Mickey’s New Bean Counter


Hugh Johnston, a veteran executive with a 34-year career at PepsiCo, has joined The Walt Disney Company as its new chief financial officer. His appointment comes at a sensitive time for the world’s largest entertainment corporation; Disney has reported earnings declines for the past four quarters, and its share price has lost half its value since reaching a peak two years ago. Above all, critics say, Disney has lost its magic.

Johnston’s primary task will be helping CEO Bob Iger, who was brought back last year to stabilize the company after a uniquely successful run lasted from 2005 to 2020, to execute its reorganization and cost-cutting plan.

“The company is clearly facing some major challenges right now in how it is managing its assets, especially regarding its investments in television and streaming,” says Peter Kunze, professor in the Department of Communication at Tulane University and author of Staging a Comeback: Broadway, Hollywood, and the Disney Renaissance. “For some time now, sales of ABC, ESPN, FX, and even the Disney Channel, have fueled gossip. Further, the merger of Hulu and Disney+ reveals the attempt to get streaming under control at a time when few streamers beyond Netflix seem to understand how to navigate the business.”

Additionally, Disney’s blockbuster film franchises are struggling with quality control issues and audience burnout and theme-park attendance has yet to recover from the pandemic. Attacks for “wokeness,” led by Florida governor and US presidential candidate Ron DeSantis, have added another distraction for Disney on the public relations and legal sides, Kunze notes.

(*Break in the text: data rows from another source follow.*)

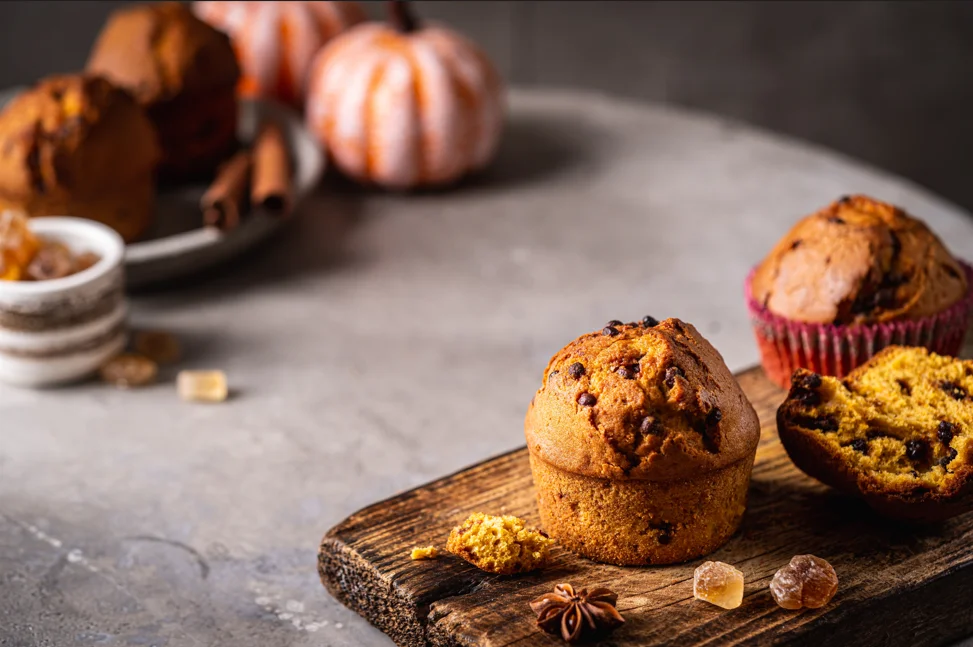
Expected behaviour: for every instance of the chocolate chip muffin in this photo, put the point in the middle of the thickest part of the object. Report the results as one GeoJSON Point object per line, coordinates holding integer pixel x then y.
{"type": "Point", "coordinates": [76, 145]}
{"type": "Point", "coordinates": [850, 280]}
{"type": "Point", "coordinates": [641, 445]}
{"type": "Point", "coordinates": [859, 260]}
{"type": "Point", "coordinates": [183, 72]}
{"type": "Point", "coordinates": [898, 432]}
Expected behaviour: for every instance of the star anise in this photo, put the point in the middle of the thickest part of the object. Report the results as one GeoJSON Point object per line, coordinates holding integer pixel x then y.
{"type": "Point", "coordinates": [577, 615]}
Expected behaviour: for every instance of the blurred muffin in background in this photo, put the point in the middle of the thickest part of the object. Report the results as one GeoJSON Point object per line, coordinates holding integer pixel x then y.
{"type": "Point", "coordinates": [851, 279]}
{"type": "Point", "coordinates": [76, 145]}
{"type": "Point", "coordinates": [183, 72]}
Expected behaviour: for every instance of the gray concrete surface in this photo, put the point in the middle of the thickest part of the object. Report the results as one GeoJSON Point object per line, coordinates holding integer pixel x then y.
{"type": "Point", "coordinates": [379, 342]}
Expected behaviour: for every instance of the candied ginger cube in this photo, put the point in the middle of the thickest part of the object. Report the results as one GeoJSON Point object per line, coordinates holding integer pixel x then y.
{"type": "Point", "coordinates": [17, 244]}
{"type": "Point", "coordinates": [202, 386]}
{"type": "Point", "coordinates": [719, 584]}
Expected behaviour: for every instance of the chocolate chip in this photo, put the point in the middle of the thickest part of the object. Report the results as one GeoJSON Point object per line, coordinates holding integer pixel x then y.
{"type": "Point", "coordinates": [650, 426]}
{"type": "Point", "coordinates": [948, 458]}
{"type": "Point", "coordinates": [954, 390]}
{"type": "Point", "coordinates": [821, 423]}
{"type": "Point", "coordinates": [627, 372]}
{"type": "Point", "coordinates": [671, 374]}
{"type": "Point", "coordinates": [665, 532]}
{"type": "Point", "coordinates": [806, 380]}
{"type": "Point", "coordinates": [916, 449]}
{"type": "Point", "coordinates": [586, 400]}
{"type": "Point", "coordinates": [946, 431]}
{"type": "Point", "coordinates": [805, 397]}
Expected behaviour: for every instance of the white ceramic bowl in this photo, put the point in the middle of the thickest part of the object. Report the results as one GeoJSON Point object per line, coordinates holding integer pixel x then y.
{"type": "Point", "coordinates": [62, 330]}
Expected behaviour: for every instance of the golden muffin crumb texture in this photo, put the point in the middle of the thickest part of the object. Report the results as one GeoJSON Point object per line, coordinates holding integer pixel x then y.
{"type": "Point", "coordinates": [504, 545]}
{"type": "Point", "coordinates": [898, 431]}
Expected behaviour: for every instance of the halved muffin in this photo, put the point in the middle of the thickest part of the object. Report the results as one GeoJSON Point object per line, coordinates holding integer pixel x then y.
{"type": "Point", "coordinates": [898, 432]}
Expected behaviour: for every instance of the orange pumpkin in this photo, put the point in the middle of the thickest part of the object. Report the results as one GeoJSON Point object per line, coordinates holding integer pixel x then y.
{"type": "Point", "coordinates": [276, 41]}
{"type": "Point", "coordinates": [403, 106]}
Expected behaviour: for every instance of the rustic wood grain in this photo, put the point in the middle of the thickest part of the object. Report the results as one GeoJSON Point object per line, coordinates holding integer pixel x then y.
{"type": "Point", "coordinates": [899, 584]}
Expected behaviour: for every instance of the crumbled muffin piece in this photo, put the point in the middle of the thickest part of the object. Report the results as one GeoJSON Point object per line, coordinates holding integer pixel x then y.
{"type": "Point", "coordinates": [429, 552]}
{"type": "Point", "coordinates": [503, 545]}
{"type": "Point", "coordinates": [898, 431]}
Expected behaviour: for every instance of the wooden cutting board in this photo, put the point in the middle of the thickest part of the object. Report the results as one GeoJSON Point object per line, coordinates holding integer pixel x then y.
{"type": "Point", "coordinates": [899, 585]}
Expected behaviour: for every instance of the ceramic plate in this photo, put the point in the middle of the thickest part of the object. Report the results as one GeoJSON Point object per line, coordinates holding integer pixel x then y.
{"type": "Point", "coordinates": [177, 245]}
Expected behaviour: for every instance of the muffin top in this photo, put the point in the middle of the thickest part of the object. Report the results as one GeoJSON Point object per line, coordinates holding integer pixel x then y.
{"type": "Point", "coordinates": [648, 401]}
{"type": "Point", "coordinates": [76, 134]}
{"type": "Point", "coordinates": [162, 51]}
{"type": "Point", "coordinates": [858, 261]}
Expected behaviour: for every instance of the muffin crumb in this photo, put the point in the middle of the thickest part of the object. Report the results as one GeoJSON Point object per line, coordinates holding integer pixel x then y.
{"type": "Point", "coordinates": [502, 545]}
{"type": "Point", "coordinates": [906, 452]}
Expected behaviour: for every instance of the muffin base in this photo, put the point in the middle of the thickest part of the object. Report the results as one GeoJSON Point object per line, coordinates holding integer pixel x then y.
{"type": "Point", "coordinates": [638, 522]}
{"type": "Point", "coordinates": [128, 209]}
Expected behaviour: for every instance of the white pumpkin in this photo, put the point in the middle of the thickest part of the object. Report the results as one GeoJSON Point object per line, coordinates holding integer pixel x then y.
{"type": "Point", "coordinates": [276, 41]}
{"type": "Point", "coordinates": [404, 107]}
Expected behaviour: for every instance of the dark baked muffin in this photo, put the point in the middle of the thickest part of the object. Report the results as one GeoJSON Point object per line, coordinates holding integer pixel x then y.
{"type": "Point", "coordinates": [641, 444]}
{"type": "Point", "coordinates": [183, 72]}
{"type": "Point", "coordinates": [897, 432]}
{"type": "Point", "coordinates": [851, 279]}
{"type": "Point", "coordinates": [76, 145]}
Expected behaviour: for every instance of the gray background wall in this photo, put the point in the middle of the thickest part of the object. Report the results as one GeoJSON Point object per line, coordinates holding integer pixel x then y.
{"type": "Point", "coordinates": [886, 82]}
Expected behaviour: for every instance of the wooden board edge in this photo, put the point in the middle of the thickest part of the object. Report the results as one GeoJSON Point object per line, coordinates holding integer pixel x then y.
{"type": "Point", "coordinates": [354, 582]}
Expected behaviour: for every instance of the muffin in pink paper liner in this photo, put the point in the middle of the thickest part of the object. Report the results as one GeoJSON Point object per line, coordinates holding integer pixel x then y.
{"type": "Point", "coordinates": [850, 280]}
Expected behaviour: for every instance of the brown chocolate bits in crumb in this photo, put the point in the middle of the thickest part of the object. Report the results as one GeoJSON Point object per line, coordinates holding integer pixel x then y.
{"type": "Point", "coordinates": [806, 381]}
{"type": "Point", "coordinates": [945, 432]}
{"type": "Point", "coordinates": [948, 458]}
{"type": "Point", "coordinates": [627, 372]}
{"type": "Point", "coordinates": [916, 450]}
{"type": "Point", "coordinates": [650, 426]}
{"type": "Point", "coordinates": [821, 423]}
{"type": "Point", "coordinates": [860, 445]}
{"type": "Point", "coordinates": [954, 390]}
{"type": "Point", "coordinates": [671, 374]}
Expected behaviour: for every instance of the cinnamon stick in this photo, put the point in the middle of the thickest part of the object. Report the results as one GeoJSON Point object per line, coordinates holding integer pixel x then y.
{"type": "Point", "coordinates": [272, 185]}
{"type": "Point", "coordinates": [223, 201]}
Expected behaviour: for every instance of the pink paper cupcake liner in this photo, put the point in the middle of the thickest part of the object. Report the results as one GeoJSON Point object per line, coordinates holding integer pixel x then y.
{"type": "Point", "coordinates": [829, 349]}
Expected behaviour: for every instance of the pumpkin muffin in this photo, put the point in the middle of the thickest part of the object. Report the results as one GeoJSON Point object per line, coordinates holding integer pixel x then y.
{"type": "Point", "coordinates": [851, 279]}
{"type": "Point", "coordinates": [76, 145]}
{"type": "Point", "coordinates": [641, 445]}
{"type": "Point", "coordinates": [898, 432]}
{"type": "Point", "coordinates": [183, 72]}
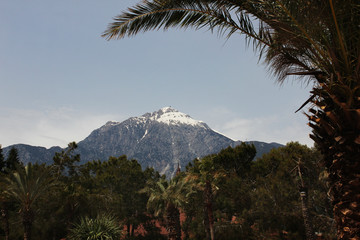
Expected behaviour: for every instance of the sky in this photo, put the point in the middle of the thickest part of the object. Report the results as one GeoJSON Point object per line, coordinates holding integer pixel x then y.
{"type": "Point", "coordinates": [60, 80]}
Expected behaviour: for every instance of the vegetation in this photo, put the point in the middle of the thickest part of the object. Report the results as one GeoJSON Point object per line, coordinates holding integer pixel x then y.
{"type": "Point", "coordinates": [100, 228]}
{"type": "Point", "coordinates": [316, 40]}
{"type": "Point", "coordinates": [227, 195]}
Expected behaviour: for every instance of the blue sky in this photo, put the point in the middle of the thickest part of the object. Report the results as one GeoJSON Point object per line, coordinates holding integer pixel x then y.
{"type": "Point", "coordinates": [60, 80]}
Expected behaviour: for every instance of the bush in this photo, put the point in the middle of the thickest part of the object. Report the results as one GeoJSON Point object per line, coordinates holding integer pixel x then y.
{"type": "Point", "coordinates": [101, 228]}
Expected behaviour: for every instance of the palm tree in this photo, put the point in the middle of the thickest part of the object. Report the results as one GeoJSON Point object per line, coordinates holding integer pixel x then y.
{"type": "Point", "coordinates": [317, 40]}
{"type": "Point", "coordinates": [165, 199]}
{"type": "Point", "coordinates": [203, 176]}
{"type": "Point", "coordinates": [26, 186]}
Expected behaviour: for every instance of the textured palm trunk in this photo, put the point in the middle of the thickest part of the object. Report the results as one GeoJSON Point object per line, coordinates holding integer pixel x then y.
{"type": "Point", "coordinates": [5, 216]}
{"type": "Point", "coordinates": [336, 130]}
{"type": "Point", "coordinates": [304, 207]}
{"type": "Point", "coordinates": [27, 223]}
{"type": "Point", "coordinates": [209, 210]}
{"type": "Point", "coordinates": [173, 222]}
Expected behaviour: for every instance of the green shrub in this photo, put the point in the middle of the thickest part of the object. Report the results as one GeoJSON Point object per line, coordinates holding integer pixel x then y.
{"type": "Point", "coordinates": [101, 228]}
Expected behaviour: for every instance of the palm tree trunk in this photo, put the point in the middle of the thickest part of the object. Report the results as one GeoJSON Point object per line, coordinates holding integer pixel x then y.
{"type": "Point", "coordinates": [209, 209]}
{"type": "Point", "coordinates": [27, 223]}
{"type": "Point", "coordinates": [173, 222]}
{"type": "Point", "coordinates": [5, 216]}
{"type": "Point", "coordinates": [307, 223]}
{"type": "Point", "coordinates": [336, 128]}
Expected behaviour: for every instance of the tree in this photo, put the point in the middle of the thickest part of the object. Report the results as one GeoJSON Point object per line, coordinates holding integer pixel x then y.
{"type": "Point", "coordinates": [276, 206]}
{"type": "Point", "coordinates": [103, 227]}
{"type": "Point", "coordinates": [317, 40]}
{"type": "Point", "coordinates": [165, 199]}
{"type": "Point", "coordinates": [26, 186]}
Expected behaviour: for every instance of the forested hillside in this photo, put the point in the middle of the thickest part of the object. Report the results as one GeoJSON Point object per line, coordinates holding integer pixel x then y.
{"type": "Point", "coordinates": [226, 195]}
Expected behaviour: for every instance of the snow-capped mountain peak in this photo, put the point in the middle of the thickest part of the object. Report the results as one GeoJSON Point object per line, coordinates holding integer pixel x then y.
{"type": "Point", "coordinates": [172, 116]}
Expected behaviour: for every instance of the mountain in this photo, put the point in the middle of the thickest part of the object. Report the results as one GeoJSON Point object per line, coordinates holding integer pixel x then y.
{"type": "Point", "coordinates": [162, 139]}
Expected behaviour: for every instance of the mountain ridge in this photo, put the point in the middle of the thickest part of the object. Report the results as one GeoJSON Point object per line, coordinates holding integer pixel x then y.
{"type": "Point", "coordinates": [161, 139]}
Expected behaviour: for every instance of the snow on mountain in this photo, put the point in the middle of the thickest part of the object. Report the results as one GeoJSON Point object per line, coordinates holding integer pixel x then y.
{"type": "Point", "coordinates": [171, 116]}
{"type": "Point", "coordinates": [161, 139]}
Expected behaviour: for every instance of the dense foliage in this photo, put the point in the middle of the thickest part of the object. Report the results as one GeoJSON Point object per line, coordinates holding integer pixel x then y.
{"type": "Point", "coordinates": [227, 195]}
{"type": "Point", "coordinates": [317, 40]}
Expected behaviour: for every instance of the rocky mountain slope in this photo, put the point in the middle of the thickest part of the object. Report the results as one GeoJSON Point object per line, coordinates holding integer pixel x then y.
{"type": "Point", "coordinates": [161, 139]}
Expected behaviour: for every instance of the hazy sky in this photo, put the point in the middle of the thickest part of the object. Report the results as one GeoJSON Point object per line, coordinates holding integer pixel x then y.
{"type": "Point", "coordinates": [59, 80]}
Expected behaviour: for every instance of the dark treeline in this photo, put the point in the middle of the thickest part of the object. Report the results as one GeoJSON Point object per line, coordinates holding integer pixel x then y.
{"type": "Point", "coordinates": [228, 195]}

Last but not least comes activist investor Nelson Peltz, who has acquired a $2.5 billion stake in Disney and now is seeking to secure multiple seats on the board of directors. With this problem, however, Johnston, a rare outsider in Disney’s corporate universe, is not altogether unfamiliar. During his tenure at PepsiCo, where Johnston held the positions of vice chairman and CFO for the last 13 years, the multinational food and beverage company was able to fend off a similar attack from Peltz. Johnston’s base salary, a Securities and Exchange Commission filing shows, is set at $2 million, plus a potentially lucrative performance-based bonus. The hopes are high for him to earn every cent of it.